By Laura Yecies
In the past few months, several major cases involving some of the world’s most notorious spammers have had dramatically different outcomes.
Last week, Herbal King had its operations shuttered by a US District Court because the company was using spammers around the world to market its male-enhancement drugs. The case is pending trial, but the outcome could have distinct ramifications by significantly deterring US-based companies from risking the use of overseas-based contract spammers.
In another development recently, one of the biggest individual spammers of all time has got off scot-free in Virginia.
On Friday, the Virginia state Supreme Court struck down the state’s anti-spam law, reversing the felony conviction of one Jeremy Jaynes.
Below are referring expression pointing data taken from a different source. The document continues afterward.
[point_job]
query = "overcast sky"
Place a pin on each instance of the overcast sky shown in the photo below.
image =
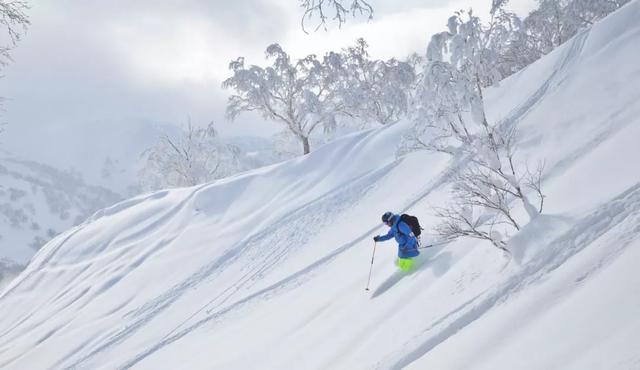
(98, 62)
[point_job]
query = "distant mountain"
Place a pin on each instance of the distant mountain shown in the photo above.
(37, 202)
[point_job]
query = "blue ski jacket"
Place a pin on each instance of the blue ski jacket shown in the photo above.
(407, 243)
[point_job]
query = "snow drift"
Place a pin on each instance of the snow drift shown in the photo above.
(267, 269)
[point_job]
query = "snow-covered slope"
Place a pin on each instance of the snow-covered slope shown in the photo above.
(267, 269)
(36, 203)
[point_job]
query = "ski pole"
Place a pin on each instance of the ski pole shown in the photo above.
(434, 244)
(371, 268)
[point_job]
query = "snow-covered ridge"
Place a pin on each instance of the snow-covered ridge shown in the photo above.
(37, 202)
(269, 267)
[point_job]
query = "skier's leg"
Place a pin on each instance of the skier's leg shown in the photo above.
(405, 264)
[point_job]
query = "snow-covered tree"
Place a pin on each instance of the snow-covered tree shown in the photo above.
(375, 90)
(450, 118)
(337, 10)
(194, 156)
(484, 191)
(548, 26)
(302, 94)
(14, 19)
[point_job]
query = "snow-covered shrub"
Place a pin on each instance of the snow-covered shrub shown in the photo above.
(194, 157)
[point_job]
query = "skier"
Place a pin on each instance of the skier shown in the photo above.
(407, 243)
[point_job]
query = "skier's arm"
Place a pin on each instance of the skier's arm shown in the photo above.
(405, 231)
(389, 235)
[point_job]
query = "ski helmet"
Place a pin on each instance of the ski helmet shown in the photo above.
(386, 217)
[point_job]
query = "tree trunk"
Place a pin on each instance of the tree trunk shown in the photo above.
(305, 145)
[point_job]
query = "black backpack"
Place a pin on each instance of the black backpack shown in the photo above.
(413, 223)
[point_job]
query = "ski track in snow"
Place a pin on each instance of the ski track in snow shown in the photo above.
(257, 265)
(298, 278)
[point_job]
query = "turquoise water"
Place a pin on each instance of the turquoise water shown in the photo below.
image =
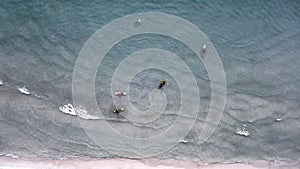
(258, 43)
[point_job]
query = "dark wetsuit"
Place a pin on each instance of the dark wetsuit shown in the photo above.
(161, 84)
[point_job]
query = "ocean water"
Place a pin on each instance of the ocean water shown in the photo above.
(258, 44)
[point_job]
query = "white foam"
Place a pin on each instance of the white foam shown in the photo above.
(183, 141)
(67, 109)
(242, 131)
(24, 90)
(77, 111)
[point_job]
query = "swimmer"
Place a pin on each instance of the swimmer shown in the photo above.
(116, 110)
(162, 84)
(138, 22)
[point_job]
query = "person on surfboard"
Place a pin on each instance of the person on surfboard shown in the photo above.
(116, 110)
(162, 83)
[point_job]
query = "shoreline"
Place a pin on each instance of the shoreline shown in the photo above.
(121, 163)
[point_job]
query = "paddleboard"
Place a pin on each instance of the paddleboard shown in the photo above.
(120, 93)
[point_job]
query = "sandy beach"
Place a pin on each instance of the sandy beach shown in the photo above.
(9, 163)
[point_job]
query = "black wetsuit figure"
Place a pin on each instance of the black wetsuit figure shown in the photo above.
(162, 84)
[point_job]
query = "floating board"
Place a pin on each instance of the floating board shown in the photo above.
(120, 93)
(119, 110)
(203, 51)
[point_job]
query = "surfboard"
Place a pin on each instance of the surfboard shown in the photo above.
(120, 93)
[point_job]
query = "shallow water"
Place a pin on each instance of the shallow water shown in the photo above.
(258, 43)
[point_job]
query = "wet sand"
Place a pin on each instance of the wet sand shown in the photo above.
(9, 163)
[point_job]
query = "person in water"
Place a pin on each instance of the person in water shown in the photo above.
(162, 84)
(119, 110)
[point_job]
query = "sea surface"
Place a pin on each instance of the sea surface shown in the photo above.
(257, 41)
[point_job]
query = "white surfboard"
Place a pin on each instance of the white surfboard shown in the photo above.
(120, 93)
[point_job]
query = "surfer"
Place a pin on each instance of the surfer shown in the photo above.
(162, 83)
(203, 50)
(116, 110)
(137, 23)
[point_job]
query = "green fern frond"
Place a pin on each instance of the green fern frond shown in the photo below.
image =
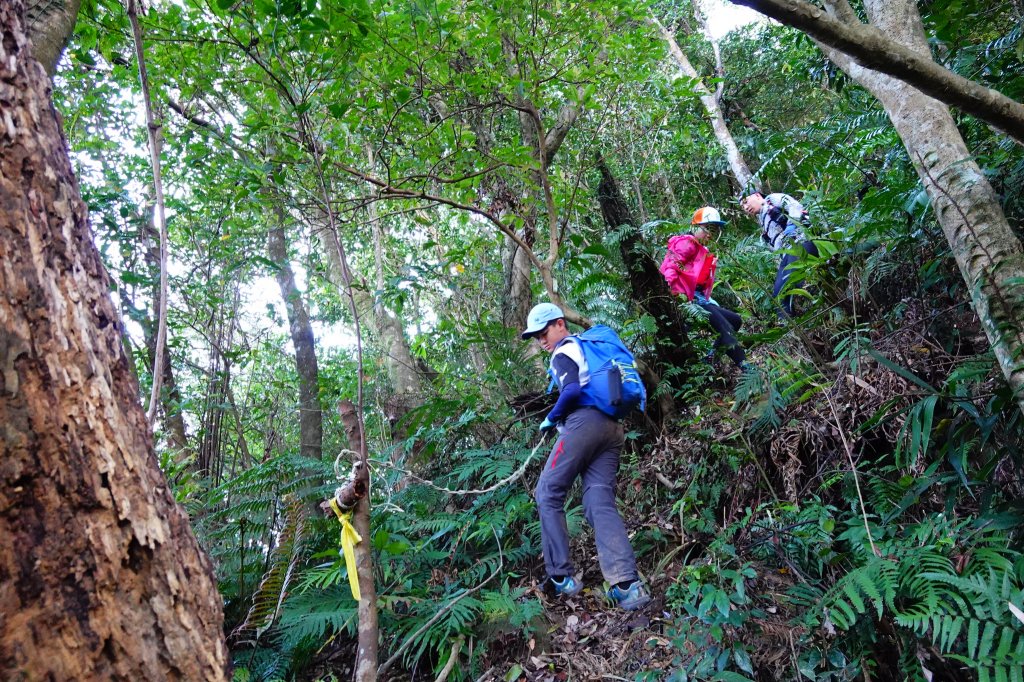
(273, 587)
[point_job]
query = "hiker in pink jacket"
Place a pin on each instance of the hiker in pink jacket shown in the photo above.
(689, 269)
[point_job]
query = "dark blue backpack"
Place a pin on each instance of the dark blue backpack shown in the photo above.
(614, 386)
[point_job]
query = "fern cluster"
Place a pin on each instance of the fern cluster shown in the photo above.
(965, 611)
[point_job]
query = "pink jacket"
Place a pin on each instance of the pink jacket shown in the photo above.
(688, 265)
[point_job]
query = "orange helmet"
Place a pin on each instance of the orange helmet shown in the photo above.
(707, 216)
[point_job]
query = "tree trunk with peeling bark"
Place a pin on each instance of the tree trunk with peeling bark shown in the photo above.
(647, 288)
(100, 577)
(877, 47)
(50, 26)
(369, 634)
(988, 253)
(310, 415)
(737, 164)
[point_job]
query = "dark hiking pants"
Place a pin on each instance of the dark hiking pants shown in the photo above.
(589, 445)
(726, 323)
(782, 275)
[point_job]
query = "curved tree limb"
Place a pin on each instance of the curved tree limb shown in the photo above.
(872, 49)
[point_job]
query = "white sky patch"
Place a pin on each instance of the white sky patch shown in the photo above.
(724, 16)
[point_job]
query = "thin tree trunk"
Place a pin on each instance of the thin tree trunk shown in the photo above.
(740, 169)
(170, 396)
(647, 287)
(873, 46)
(988, 253)
(369, 634)
(100, 577)
(155, 129)
(310, 415)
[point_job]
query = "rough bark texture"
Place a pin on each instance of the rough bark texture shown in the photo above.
(989, 255)
(100, 578)
(170, 396)
(740, 170)
(50, 25)
(310, 415)
(877, 48)
(647, 287)
(367, 653)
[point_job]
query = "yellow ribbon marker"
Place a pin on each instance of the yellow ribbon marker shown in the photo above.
(349, 539)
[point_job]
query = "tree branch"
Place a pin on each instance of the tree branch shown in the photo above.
(872, 49)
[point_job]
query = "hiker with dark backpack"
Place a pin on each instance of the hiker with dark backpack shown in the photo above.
(598, 384)
(689, 269)
(782, 220)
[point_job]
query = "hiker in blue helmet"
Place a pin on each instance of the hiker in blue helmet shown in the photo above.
(589, 445)
(782, 220)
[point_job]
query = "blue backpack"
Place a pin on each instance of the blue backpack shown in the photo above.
(614, 386)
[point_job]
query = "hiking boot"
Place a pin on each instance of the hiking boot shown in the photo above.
(566, 587)
(631, 598)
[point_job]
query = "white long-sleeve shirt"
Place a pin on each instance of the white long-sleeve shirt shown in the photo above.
(778, 213)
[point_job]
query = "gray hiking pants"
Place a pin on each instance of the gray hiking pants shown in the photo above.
(589, 445)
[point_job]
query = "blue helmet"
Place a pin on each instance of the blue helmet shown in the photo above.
(539, 316)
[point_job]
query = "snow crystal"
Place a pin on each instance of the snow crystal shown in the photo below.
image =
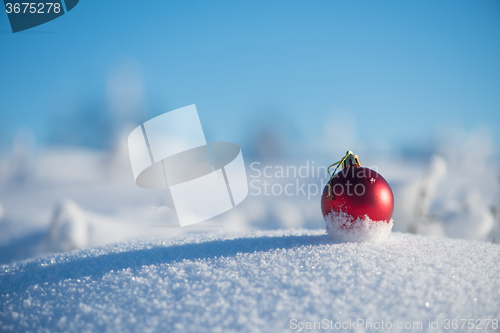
(342, 227)
(252, 282)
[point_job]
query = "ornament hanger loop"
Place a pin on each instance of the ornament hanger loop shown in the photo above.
(348, 160)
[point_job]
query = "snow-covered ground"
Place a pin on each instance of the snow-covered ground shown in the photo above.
(83, 248)
(269, 281)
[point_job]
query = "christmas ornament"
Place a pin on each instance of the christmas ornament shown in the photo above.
(357, 203)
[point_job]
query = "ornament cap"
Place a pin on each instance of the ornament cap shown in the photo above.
(350, 160)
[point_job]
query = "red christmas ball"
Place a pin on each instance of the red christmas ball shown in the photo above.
(358, 191)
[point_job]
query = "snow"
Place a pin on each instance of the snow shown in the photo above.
(341, 227)
(258, 281)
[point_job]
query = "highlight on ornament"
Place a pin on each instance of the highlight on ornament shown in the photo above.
(357, 202)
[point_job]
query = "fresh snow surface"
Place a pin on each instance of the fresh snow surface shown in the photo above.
(253, 282)
(341, 227)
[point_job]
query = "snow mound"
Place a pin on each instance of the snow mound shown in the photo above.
(253, 282)
(341, 227)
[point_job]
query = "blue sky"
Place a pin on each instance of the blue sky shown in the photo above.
(402, 69)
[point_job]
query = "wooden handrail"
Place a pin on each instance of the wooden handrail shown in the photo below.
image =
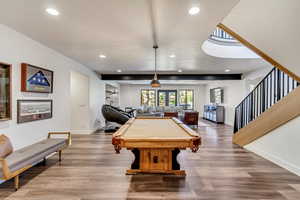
(258, 51)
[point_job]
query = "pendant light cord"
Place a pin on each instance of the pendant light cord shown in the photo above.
(155, 60)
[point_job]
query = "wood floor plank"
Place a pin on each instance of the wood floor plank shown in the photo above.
(90, 170)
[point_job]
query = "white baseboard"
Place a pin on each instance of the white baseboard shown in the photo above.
(83, 132)
(278, 161)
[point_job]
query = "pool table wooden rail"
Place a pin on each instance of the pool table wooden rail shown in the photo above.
(193, 140)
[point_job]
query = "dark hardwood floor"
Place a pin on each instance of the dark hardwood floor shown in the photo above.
(91, 170)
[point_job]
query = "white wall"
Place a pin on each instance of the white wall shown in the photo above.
(80, 115)
(281, 146)
(130, 95)
(16, 48)
(234, 93)
(270, 25)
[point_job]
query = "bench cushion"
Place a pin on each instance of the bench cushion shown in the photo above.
(34, 153)
(5, 146)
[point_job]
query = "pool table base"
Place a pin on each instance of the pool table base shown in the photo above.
(156, 160)
(138, 171)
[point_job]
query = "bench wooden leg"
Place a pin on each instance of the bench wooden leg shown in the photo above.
(59, 154)
(16, 182)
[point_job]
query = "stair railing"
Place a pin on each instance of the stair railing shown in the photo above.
(274, 86)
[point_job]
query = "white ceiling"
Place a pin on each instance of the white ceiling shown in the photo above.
(121, 29)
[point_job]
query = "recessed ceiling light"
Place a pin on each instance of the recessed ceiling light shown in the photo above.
(194, 10)
(52, 11)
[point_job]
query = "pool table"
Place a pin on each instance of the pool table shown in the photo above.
(155, 142)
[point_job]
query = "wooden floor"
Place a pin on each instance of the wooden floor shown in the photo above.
(91, 170)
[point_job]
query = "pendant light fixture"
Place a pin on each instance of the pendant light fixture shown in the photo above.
(155, 83)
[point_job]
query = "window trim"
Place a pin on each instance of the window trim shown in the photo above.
(167, 92)
(193, 91)
(141, 96)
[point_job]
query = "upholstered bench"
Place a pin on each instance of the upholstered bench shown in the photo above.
(12, 164)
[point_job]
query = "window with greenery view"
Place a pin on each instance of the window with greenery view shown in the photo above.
(186, 99)
(167, 98)
(148, 97)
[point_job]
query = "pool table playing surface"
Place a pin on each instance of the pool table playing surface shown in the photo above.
(155, 142)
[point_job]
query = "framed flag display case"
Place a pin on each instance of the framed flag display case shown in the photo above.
(5, 92)
(33, 110)
(36, 79)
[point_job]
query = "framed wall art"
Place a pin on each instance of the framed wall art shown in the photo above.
(36, 79)
(5, 92)
(33, 110)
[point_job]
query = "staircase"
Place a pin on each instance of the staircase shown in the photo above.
(273, 102)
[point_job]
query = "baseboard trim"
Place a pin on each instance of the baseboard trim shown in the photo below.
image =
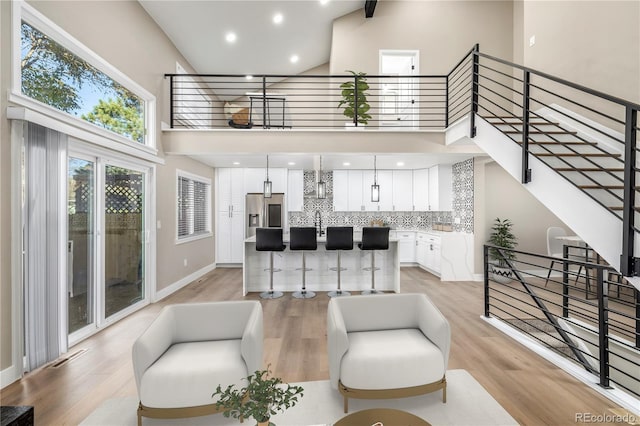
(172, 288)
(617, 396)
(8, 376)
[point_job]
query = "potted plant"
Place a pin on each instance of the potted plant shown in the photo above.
(349, 88)
(262, 397)
(502, 236)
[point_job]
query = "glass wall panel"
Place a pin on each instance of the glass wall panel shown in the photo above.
(124, 238)
(80, 252)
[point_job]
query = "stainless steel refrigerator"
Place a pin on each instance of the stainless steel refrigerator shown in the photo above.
(264, 212)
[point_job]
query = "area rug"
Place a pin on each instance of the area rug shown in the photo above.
(468, 404)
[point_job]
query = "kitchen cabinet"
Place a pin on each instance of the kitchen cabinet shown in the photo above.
(230, 201)
(295, 191)
(428, 252)
(421, 190)
(254, 179)
(402, 190)
(347, 190)
(406, 246)
(440, 187)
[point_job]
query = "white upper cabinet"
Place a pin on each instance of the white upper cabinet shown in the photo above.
(354, 190)
(229, 189)
(402, 190)
(295, 191)
(341, 190)
(421, 189)
(440, 187)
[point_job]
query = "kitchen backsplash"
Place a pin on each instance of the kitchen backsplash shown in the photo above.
(462, 206)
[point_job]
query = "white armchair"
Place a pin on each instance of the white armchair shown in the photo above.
(189, 350)
(387, 346)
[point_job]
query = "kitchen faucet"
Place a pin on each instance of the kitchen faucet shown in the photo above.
(318, 223)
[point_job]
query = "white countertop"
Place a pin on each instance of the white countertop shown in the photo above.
(357, 238)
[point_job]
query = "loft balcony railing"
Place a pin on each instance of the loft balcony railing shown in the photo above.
(588, 137)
While the name might not mean anything to you, this one person reportedly was responsible for sending millions of messages A DAY.
He didn’t even argue innocence. He claimed the First Amendment gives him the right to fill your inbox with junk mail. Okay, not exactly, but close. His lawyers argued the law was unconstitutional because it banned bulk email including religious or political (which are protected speech). The court agreed.
Obviously the state government had intended to outlaw the kind of commercial spam Mr. Jaynes. But it serves as a good warning for states looking to enact similar laws: be specific.
The good news is that Mr. Jaynes and other spammers are not immune from the federal Can-Spam act, which is unaffected by the Virginia decision. So despite this set-back, you shouldn’t see a measurable increase in spam as a result.
Spam continues to be a scourge. Even if you are using your ZA anti-spam feature, spam continues to suck up bandwidth on networks, slowing Internet traffic and putting a major burden on ISPs and Web mail services. And for people not using an effective anti-spam solution, it is not only a nuisance but can include spyware, scams, or phishing lures.
Until the war again spam is won, stay vigilant!